Oral insulin supplementation attenuates atherosclerosis progression in apolipoprotein E-deficient mice.

OBJECTIVE: The role of insulin in atherosclerosis progression in diabetes is uncertain. We examined the effects of oral insulin supplementation on atherogenesis in apolipoprotein E-deficient (E(0)) mice. METHODS AND RESULTS: One-month-old male E(0) mice were orally supplemented with human insulin (0.1, 0.5, and 1 U/mL) or placebo for 3 months. At the end of the study, serum and macrophage oxidative stress and atherosclerosis progression were studied. Insulin reduced lesion size by 22% to 37% (P<0.05) in all study groups. Lipid peroxides serum levels were 18% lower (P<0.01), and serum paraoxonase activity was 30% higher (P<0.01) in mice supplemented with 1.0 U/mL insulin compared with controls. Insulin reduced mouse peritoneal macrophage (MPM) lipid peroxides content and superoxide anion release by up to 44% and 62%, respectively (P<0.01). In addition, oral insulin reduced MPM cholesterol content and cholesterol biosynthesis by up to 36% and 53%, respectively (P<0.01).
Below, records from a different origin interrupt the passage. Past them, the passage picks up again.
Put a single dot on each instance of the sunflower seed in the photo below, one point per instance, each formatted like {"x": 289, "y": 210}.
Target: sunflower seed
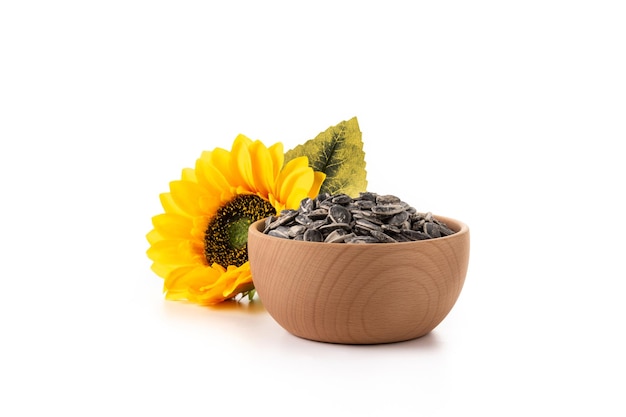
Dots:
{"x": 341, "y": 199}
{"x": 336, "y": 236}
{"x": 369, "y": 218}
{"x": 339, "y": 214}
{"x": 387, "y": 199}
{"x": 388, "y": 209}
{"x": 318, "y": 214}
{"x": 313, "y": 235}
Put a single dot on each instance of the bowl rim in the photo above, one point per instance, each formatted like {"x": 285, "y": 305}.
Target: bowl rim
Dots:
{"x": 255, "y": 228}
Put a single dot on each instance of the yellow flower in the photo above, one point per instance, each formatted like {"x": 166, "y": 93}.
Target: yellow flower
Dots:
{"x": 199, "y": 244}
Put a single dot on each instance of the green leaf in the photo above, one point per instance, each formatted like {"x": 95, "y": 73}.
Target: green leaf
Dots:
{"x": 337, "y": 152}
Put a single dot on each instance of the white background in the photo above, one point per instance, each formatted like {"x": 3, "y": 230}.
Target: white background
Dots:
{"x": 509, "y": 116}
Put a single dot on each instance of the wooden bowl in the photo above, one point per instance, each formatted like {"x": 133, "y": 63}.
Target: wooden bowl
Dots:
{"x": 359, "y": 293}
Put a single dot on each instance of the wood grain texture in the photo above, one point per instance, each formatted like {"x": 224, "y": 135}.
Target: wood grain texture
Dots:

In vitro incubation of E(0) mice MPM with increasing insulin concentrations (0 to 100 micro U/mL) resulted in a dose-dependent reduction of cholesterol synthesis by up to 66% (P<0.05). CONCLUSIONS: In E(0) mice, oral insulin supplementation attenuates the atherosclerotic process. This may be attributable to insulin-mediated reduction of oxidative stress in serum and macrophages as well as reduction in macrophage cholesterol content.